I've seen a variety of near answers to this issue, but not to many that can be automated or replicated at scale.
I created the following code to handle the task, but I fear that it has some issues:
#!/usr/bin/python
import sys
import csv
# get file name (and hence table name) from command line
# exit with usage if no suitable argument
if len(sys.argv) < 2:
sys.exit('Usage: ' + sys.argv[0] + ': input CSV filename')
ifile = sys.argv[1]
# emit the standard invocation
print 'CREATE EXTERNAL TABLE ' + ifile + ' ('
with open(ifile + '.csv') as inputfile:
reader = csv.DictReader(inputfile)
for row in reader:
k = row.keys()
sprung = len(k)
latch = 0
for item in k:
latch += 1
dtype = '` STRING' if latch == sprung else '` STRING,'
print '`' + item.strip() + dtype
break
print ')\n'
print "ROW FORMAT DELIMITED FIELDS TERMINATED BY ','"
print "LOCATION 'replacethisstringwith HDFS or S3 location'"
The first is that it simply datatypes everything as a STRING. (I suppose that coming from CSV, that's a forgivable sin. And of course one could doctor the resulting output to set the datatypes more accurately.)
The second is that it does not sanitize the potential column names for characters not allowed in Hive table column names. (I easily broke it immediately by reading in a data set where the column names routinely had an apostrophe as data. This caused a mess.)
The third is that the data location is tokenized. I suppose with just a little more coding time, it could be passed on the command line as an argument.
My question is -- why would we need to do this? What easy approach to doing this am I missing?
(BTW: no bonus points for referencing the CSV Serde - I think that's only available in Hive 14. A lot of us are not that far along yet with our production systems.)
Regarding the first issue (all columns are typed as strings), this is actually the current behavior even if the table were being processed by something like the CSVSerde or RegexSerDe.
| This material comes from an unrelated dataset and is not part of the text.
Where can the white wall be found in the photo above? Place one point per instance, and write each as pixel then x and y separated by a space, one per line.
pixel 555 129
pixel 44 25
Depending on whether the particulars of your use case can tolerate the additional runtime latency, one possible approach is to define a view based upon your external table that dynamically recasts the columns at query time, and direct queries against the view instead of the external table. Something like:
CREATE VIEW VIEW my_view (
CAST(col1 AS INT) AS col1,
CAST(col2 AS STRING) AS col2,
CAST(col3 AS INT) as col3,
...
...
) AS SELECT * FROM my_external_table;
For the second issue (sanitizing column names), I'm inferring your Hive installation is 0.12 or earlier (0.13 supports any unicode character in a column name). If you import the re regex module, you can perform that scrubbing in your Python with something like the following:
for item in k:
...
print '`' + re.sub(r'\W', '', item.strip()) + dtype
That should get rid of any non-alphernumeric/underscore characters, which was the pre-0.13 expectation for Hive column names. By the way, I don't think you need the surrounding backticks anymore if you sanitize the column name this way.
As for the third issue (external table location), I think specifying the location as a command line parameter is a reasonable approach. One alternative may be to add another "metarow" to your data file that specifies the location somehow, but that would be a pain if you are already sitting on a ton of data files - personally I prefer the command line approach.
The Kite SDK has functionality to infer a CSV schema with the names from the header record and the types from the first few data records, and then create a Hive table from that schema. You can also use it to import CSV data into that table.